In August 2019, PHARMAC announced that Kadcyla would be funded from 1 December 2019. Roche announced that they would fund Kadcyla for all who needed it until that date.

Prior to funding, Roche established a patient access programme for Kadcyla. Under the Kadcyla Access Programme a number of doses or ‘cycles’ of the medicine are provided free (the cost of the Roche medicine only). The Kadcyla Access Programme also limits or caps the total amount you pay for this medicine at $63,000 (excl. GST), so only those who can afford this can be treated. This amount is for the drug cost only and other administration fees may apply. Once a patient reaches the cap, Roche will provide ongoing Kadcyla at no cost, for as long as you continue to respond to treatment, or until you experience disease progression.

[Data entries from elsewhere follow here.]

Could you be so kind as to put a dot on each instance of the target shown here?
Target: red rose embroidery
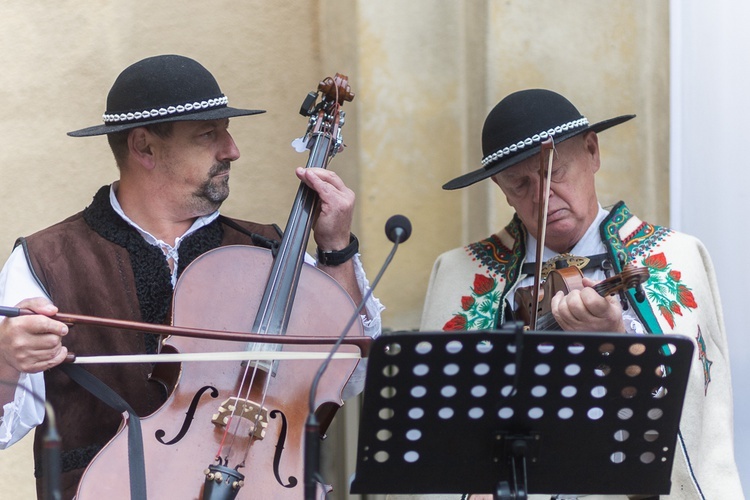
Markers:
(686, 297)
(667, 315)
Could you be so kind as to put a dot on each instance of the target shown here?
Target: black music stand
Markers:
(513, 413)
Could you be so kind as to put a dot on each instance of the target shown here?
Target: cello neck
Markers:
(323, 139)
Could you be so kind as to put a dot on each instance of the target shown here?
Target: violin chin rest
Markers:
(222, 483)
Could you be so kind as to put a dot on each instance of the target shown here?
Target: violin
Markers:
(567, 279)
(235, 429)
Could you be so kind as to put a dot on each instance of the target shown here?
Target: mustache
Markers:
(219, 168)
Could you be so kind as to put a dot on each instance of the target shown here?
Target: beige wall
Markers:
(425, 72)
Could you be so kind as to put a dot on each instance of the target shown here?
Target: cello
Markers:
(236, 429)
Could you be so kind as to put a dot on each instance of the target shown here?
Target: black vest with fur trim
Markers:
(94, 263)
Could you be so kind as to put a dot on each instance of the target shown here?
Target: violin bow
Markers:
(546, 155)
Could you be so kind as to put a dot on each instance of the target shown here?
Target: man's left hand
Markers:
(585, 310)
(333, 218)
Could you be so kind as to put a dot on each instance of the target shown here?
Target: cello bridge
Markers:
(243, 408)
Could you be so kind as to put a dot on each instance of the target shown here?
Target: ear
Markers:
(140, 146)
(591, 145)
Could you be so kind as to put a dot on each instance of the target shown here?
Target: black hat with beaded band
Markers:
(516, 127)
(159, 89)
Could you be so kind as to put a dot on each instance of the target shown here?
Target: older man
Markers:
(473, 287)
(167, 123)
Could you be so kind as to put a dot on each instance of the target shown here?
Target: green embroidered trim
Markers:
(620, 251)
(481, 309)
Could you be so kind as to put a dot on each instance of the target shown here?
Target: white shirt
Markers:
(26, 411)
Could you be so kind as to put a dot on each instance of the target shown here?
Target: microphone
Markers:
(398, 227)
(398, 230)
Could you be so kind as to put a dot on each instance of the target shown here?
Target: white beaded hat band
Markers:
(515, 128)
(162, 89)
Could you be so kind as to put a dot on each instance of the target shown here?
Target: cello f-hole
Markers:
(189, 415)
(279, 450)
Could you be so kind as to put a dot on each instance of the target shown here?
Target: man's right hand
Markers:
(32, 343)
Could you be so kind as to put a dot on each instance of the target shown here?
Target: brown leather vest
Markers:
(94, 263)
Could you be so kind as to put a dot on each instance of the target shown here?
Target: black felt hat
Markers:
(516, 127)
(160, 89)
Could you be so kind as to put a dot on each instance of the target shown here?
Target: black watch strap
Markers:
(338, 257)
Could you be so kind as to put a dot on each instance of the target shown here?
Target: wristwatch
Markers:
(338, 257)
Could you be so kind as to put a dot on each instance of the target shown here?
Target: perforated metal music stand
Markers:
(513, 413)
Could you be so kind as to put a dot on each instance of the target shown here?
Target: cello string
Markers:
(234, 410)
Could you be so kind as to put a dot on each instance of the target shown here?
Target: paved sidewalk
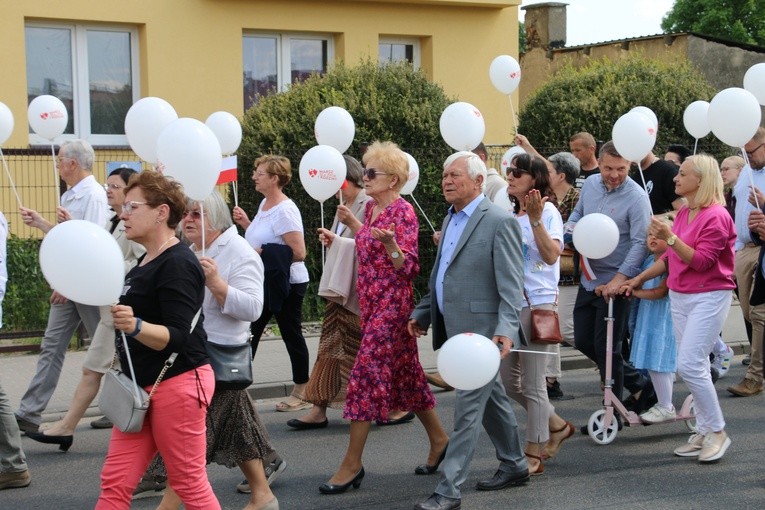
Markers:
(272, 373)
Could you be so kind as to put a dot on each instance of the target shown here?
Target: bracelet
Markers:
(137, 329)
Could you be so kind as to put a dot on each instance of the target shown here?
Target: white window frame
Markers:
(415, 42)
(283, 47)
(81, 84)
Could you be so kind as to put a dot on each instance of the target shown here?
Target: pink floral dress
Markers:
(387, 373)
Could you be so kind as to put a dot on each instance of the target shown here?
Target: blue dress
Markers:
(653, 342)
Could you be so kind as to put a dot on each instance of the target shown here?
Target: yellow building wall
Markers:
(190, 51)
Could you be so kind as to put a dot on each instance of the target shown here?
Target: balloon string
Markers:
(423, 213)
(13, 185)
(751, 176)
(323, 248)
(55, 174)
(512, 112)
(202, 213)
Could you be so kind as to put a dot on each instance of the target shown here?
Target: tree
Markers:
(736, 20)
(593, 97)
(392, 102)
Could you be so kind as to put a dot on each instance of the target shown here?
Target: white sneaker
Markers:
(692, 448)
(714, 446)
(658, 414)
(722, 361)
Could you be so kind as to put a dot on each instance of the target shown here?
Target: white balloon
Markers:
(462, 126)
(634, 136)
(414, 175)
(754, 81)
(83, 262)
(509, 156)
(48, 116)
(648, 113)
(188, 151)
(505, 74)
(6, 123)
(468, 361)
(734, 115)
(596, 236)
(695, 119)
(322, 171)
(144, 122)
(335, 127)
(227, 130)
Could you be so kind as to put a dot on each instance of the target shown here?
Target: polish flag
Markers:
(227, 170)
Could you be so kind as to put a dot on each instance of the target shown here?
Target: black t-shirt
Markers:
(169, 290)
(659, 183)
(584, 174)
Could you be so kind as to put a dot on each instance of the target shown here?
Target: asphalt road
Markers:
(636, 471)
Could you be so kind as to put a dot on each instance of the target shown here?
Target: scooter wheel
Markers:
(597, 429)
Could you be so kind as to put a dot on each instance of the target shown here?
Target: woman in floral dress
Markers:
(387, 374)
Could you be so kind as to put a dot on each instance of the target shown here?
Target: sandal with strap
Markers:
(540, 468)
(552, 447)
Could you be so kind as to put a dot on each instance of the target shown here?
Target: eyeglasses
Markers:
(129, 206)
(749, 153)
(371, 173)
(195, 215)
(516, 172)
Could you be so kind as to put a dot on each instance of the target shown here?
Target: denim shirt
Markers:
(628, 206)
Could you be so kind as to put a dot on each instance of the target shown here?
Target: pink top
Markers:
(712, 235)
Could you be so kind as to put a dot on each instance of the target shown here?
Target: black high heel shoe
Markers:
(63, 442)
(332, 488)
(427, 469)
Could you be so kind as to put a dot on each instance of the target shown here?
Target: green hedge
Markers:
(392, 102)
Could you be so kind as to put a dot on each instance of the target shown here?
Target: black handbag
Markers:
(232, 365)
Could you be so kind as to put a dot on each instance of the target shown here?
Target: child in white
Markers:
(653, 343)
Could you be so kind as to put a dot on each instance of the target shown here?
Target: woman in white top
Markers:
(523, 374)
(278, 222)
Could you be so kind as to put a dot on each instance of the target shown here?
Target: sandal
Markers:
(292, 404)
(553, 447)
(540, 468)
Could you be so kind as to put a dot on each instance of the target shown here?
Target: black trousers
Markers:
(290, 321)
(590, 312)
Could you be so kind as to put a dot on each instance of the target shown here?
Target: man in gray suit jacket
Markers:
(476, 286)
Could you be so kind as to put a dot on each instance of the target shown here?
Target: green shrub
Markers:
(593, 97)
(392, 102)
(25, 307)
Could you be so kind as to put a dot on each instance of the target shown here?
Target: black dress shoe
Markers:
(339, 488)
(502, 480)
(398, 421)
(63, 442)
(427, 469)
(439, 502)
(304, 425)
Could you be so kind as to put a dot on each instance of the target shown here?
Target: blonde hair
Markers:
(710, 181)
(392, 160)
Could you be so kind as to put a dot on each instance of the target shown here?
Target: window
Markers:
(274, 61)
(396, 50)
(92, 70)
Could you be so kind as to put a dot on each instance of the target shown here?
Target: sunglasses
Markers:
(371, 173)
(517, 172)
(195, 215)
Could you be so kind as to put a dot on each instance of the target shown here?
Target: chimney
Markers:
(545, 25)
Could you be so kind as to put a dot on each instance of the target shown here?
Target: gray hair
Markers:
(475, 165)
(217, 214)
(79, 150)
(566, 163)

See more information here https://cancertreatments.co.nz/breast-cancer/kadcyla/

Keytruda (pembrolizumab) is an antibody used in cancer immunotherapy. It is one of a number of new medicines called checkpoint inhibitors that support the body’s immune system to recognise and destroy cancer cells. Some types of cancers have a protein on the cell surface that masks the cancer from the body’s immune system. Keytruda and other similar new drugs are designed to lock onto and deactivate this protein, exposing the cancer cells to the body’s immune system, allowing the body’s T-cells to destroy the cancer. Breast cancer clinical trials currently under way with Keytruda (Keynote trials) and other similar drugs are producing very promising results, particularly in triple negative breast cancers that test positive for the tumour masking protein, PD-L1. 

Keytruda has recently been funded in New Zealand for treating advanced melanoma.

Xgeva or Prolia (denosumab) is a monoclonal antibody that reduces tumour formation and growth in people whose cancer has spread to the bones. Recent Australian research has shown this drug also has the potential to prevent breast cancer in people with a BRCA gene mutation who are at high risk of getting breast cancer.

This medicine is Medsafe registered but not funded in New Zealand. It was approved by the US FDA in 2010 for prevention of skeletal events (fractures) in patients with bone metastases from solid tumours. It is funded in Australia for elderly patients with low bone density and people with osteoporosis who have had a fracture after minimal trauma.